При встрече с мистером Фэрли Уолтер Хартрайт не мог не отметить, что слуга у этого ценителя искусства — «лакей с головы до пят». Что мистер Фэрли не может терпеть детей, особенно деревенских, называет их отродьем и предается мечте «усовершенствовать их конструкцию» так, чтобы они превратились в херувимов итальянской школы живописи, чтобы «курчавые облака служили им удобной опорой для подбородков» и чтобы не было «ни грязных ног для беготни, ни крикливых глоток для воплей».
Обнажая внутреннюю сущность лицемера и сноба, Уилки Коллинз выполнял гражданскую обязанность писателя и сводил с ними личные счеты. Он проявлял незаурядную независимость и в своих суждениях о нравственном состоянии различных слоев английского общества, и в образе своего житейского поведения. Он не робел перед пугающим предупреждением: «А что скажет миссис Гранди?», перед этой старшей сестрой княгини Марьи Алексевны из «Горя от ума» Грибоедова, перед этим олицетворением безжизненной и унижающей моральной прописи.

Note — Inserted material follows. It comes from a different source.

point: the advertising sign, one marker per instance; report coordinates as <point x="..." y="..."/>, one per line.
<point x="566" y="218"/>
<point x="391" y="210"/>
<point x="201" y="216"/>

Совокупному злу, представленному Коллинзом в точно и живо обрисованных лицах, противостоят два центральных лица романа — Уолтер Хартрайт и Мэриан Голкомб. Автор полностью на их стороне, он им доверяет, он им сочувствует, он их поддерживает и поощряет, он ими любуется, не навязчиво, без понукания и поучений ставит их в пример, показывает: вот что могут честные, искренние, совестливые, мужественные и самоотверженные мужчина и женщина в борьбе с подлостью, наглостью, лицемерием, ложью, обманом, эгоизмом, безразличием, безответственностью.

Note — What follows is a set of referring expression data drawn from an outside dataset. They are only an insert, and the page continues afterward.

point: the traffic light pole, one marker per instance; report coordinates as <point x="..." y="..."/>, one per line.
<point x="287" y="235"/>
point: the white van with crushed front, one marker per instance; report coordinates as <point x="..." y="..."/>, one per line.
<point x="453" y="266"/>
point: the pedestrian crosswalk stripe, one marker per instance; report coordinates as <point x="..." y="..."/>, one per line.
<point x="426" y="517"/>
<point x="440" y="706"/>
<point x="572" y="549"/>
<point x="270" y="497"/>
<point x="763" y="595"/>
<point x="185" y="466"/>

«Если когда-нибудь настанет время, когда преданность моего сердца и все силы мои смогут дать вам хоть минутное счастье или уберечь вас от минутного горя, вспомните о бедном учителе рисования...» Это слова-обещания Уолтера Хартрайта, обращенные им к Лоре, которую он чистым, неискушенным сердцем полюбил. И он сдержал свое обещание-клятву, рискуя в неравной борьбе собственной жизнью, и вышел из этой борьбы победителем, не рассчитывая на вознаграждение, громкие похвалы и аплодисменты.
Не допуская малейшего принижения и поругания задушевных чувств, с целомудренным нравственным устремлением ведет непримиримую борьбу с жестоким, коварным обманом Мэриан Голкомб, ведет борьбу самоотверженно, не мысля о личном интересе.
В персонажах, в манере их изображения, в отношении к ним автора сказываются духовные и особенно нравственные запросы самого Уилки Коллинза.
«Природа полна для меня нетленного очарования и неизъяснимой нежности!» Эти слова произносит Фоско. С гораздо более натуральным чувством их могли бы произнести Мэриан Голкомб и Уолтер Хартрайт, а тем более сам Уилки Коллинз. С детства он был близок к природе и к ее проникновенному живописному изображению. Живописные работы отца возбуждали его детское воображение, сохранились в его памяти, он писал о них в своей первой книге. Первые впечатления бытия, вдумчивое созерцание классических образцов живописи и явлений природы — английской и многих других стран, особенно, может быть, «мягких, трепетных английских сумерек»,— отразились в его книгах, в его написанных словами пейзажах.